Lost in all the political and legal maneuvering is the gut-wrenching conundrum of removing life support from a patient like Schiavo.
Bedridden for 15 years since she was resuscitated after she stopped breathing, Schiavo now breathes but is incapable of communicating or eating or drinking on her own. Her persistent vegetative state puts one in mind of the final stages of Alzheimer's disease, except that it can last for decades. Whether she can experience the simplest emotion is now the purview of politics, not medicine.
Schiavo's parents stand on one side of the gulf, demanding that she be kept alive by a tube that puts nourishment directly into her stomach. Her husband, whose motives the parents question constantly, says she would not have wanted to live in this dark twilight between physical life and humanity.
In law, a spouse's decisions about care of a mentally incompetent patient have long trumped parents'.
The praying, chanting protesters outside the Florida hospital where this drama plays out are a hint that this is the new front in what began as the abortion war, an effort to translate religious dogma into law under the right-to-life banner.

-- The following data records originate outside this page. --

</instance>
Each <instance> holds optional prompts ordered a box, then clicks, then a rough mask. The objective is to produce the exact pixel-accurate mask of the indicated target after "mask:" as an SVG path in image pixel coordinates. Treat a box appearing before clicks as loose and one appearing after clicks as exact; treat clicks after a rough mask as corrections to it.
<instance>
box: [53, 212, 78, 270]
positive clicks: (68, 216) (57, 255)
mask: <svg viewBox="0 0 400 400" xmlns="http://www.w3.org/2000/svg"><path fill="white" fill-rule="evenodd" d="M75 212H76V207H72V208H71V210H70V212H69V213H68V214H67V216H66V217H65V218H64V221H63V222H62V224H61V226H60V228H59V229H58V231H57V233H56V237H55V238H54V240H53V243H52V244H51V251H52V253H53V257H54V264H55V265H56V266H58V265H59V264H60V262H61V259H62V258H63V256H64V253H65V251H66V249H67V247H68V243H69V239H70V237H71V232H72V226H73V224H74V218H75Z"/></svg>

The feeding tube removed Friday at the order of a Florida state judge is not high medical technology. There are some people, children and adults alike, who may live nearly ordinary lives despite being forced to feed themselves or be fed through a tube because of other medical conditions. The line on removing such a tube is not as bright as removing a patient clearly at the end of life from artificial breathing or a heart machine. Ethical questions surrounding a case like Schiavo's are blurry and difficult, evidenced by the years of waiting and hoping for a miracle that have passed since she collapsed.
This case, headed like a bullet to the Supreme Court, must have most of the justices wishing for a Kevlar vest. The case is a marker for other battles about medical assistance in ending a terminally ill life, as in the much-fought Oregon law and a similar proposal working its way through the California Legislature. About the rights of gay couples to assume spousal rights in medical decisions. Most painfully, about abortion.
Federal judges, regarded with contempt by moral conservatives on other issues, are being dragged into another swamp. No decision they make in the Schiavo case and those certain to follow can be the right one.
He says she can eat and the only reason she has a tube in is because of a judicial ruling.
Other neurologists that testified in the case only saw her for 45 minutes!!! Not enough time to make a diagnosis according to this MD.
Her constitutional rights have clearly been violated.
I'm shocked that Sean found someone who would say these things? Is she an expert? If she is, she should not be beleived.
Satan speaks.
Well we here on FR don't beleive experts, didn't you get the memo?
....expert is relative :)~
Of course.
This is not a right to die case.
It's a case about what the facts are.